Entre la France et la Commission européenne, les échanges sur la directive dite «Bolkestein» – qui veut libéraliser la prestation des services en Europe – s'enveniment. «Inacceptable», vitupère Jacques Chirac – soutenu par Berlin –, qui s'oppose au président de la Commission européenne, José Manuel Durao Barroso et au très influent commissaire Günter Verheugen. Après avoir lâché du lest, ces derniers tiennent bon sur le principe du pays d'origine qui est au cœur du projet, tout en promettant de s'assurer qu'il n'induise pas de dumping social, grande crainte de Paris et des syndicats.

Ce bras de fer s'intensifie à quelques jours du Sommet de printemps (22 et 23 mars) qui doit réunir à Bruxelles sur des thèmes économiques les chefs d'Etat et de gouvernement européens. Samedi, syndicats européens et altermondialistes viendront dire à Bruxelles tout le mal qu'ils pensent du projet de libéralisation des services. Parmi eux quelques Suisses, intéressés par un débat qui, par la bande, les concerne aussi.

Le mouvement social belge espère mobiliser au moins 10 000 personnes, tandis que 50 000 manifestants principalement Belges et Français, mais aussi Allemands et Néerlandais devraient répondre à l'appel de la Confédération européenne des syndicats. La CES réclame, comme la France, sinon un retrait du moins une refonte importante du texte. Jean-Claude Rennwald, conseiller national, vice-président de l'Union syndicale suisse et membre du comité directeur d'Unia sera de la partie avec quelques militants.

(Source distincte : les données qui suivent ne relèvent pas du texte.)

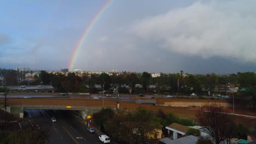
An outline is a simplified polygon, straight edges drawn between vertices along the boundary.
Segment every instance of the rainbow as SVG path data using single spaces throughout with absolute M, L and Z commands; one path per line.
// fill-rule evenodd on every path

Intéressé par la directive Bolkestein, qui pour l'heure ne s'est pas imposée comme sujet de débat à Berne, il entend interpeller, ce jeudi, le Conseil fédéral: «Il faut qu'il clarifie assez vite, avant le référendum de septembre, les inquiétudes que cette affaire soulève dans le cadre de la libre circulation des personnes», précise-t-il. Il fait allusion au statut du travailleur détaché, dont les accords avec l'Europe s'inspirent et que certains craignent de voir altéré par la directive Bolkestein. Il reconnaît, cependant, que les inquiétudes syndicales suisses sont encore «indirectes».

Car la Suisse n'a pas de lien en matière de services avec Bruxelles. Elle en est encore à libéraliser son propre marché intérieur ce qui, entre autres difficultés, a entraîné à l'hiver 2003 le gel des négociations avec l'Europe sur les services. Celles-ci étaient pourtant partie intégrante du second paquet bilatéral. On ne peut pas exclure qu'une reprise des pourparlers avec l'Union européenne (UE) débouche sur une exigence de voir la Suisse reprendre les principes de la directive Bolkestein, si elle est finalement adoptée par les Vingt-cinq. Le champ de ces négociations sur les services serait pourtant plus large que celui de la directive, incluant entre autres les services financiers: l'idée sourit à ceux qui veulent renforcer la place économique suisse en permettant à ses opérateurs d'exercer à l'étranger depuis leur base helvétique.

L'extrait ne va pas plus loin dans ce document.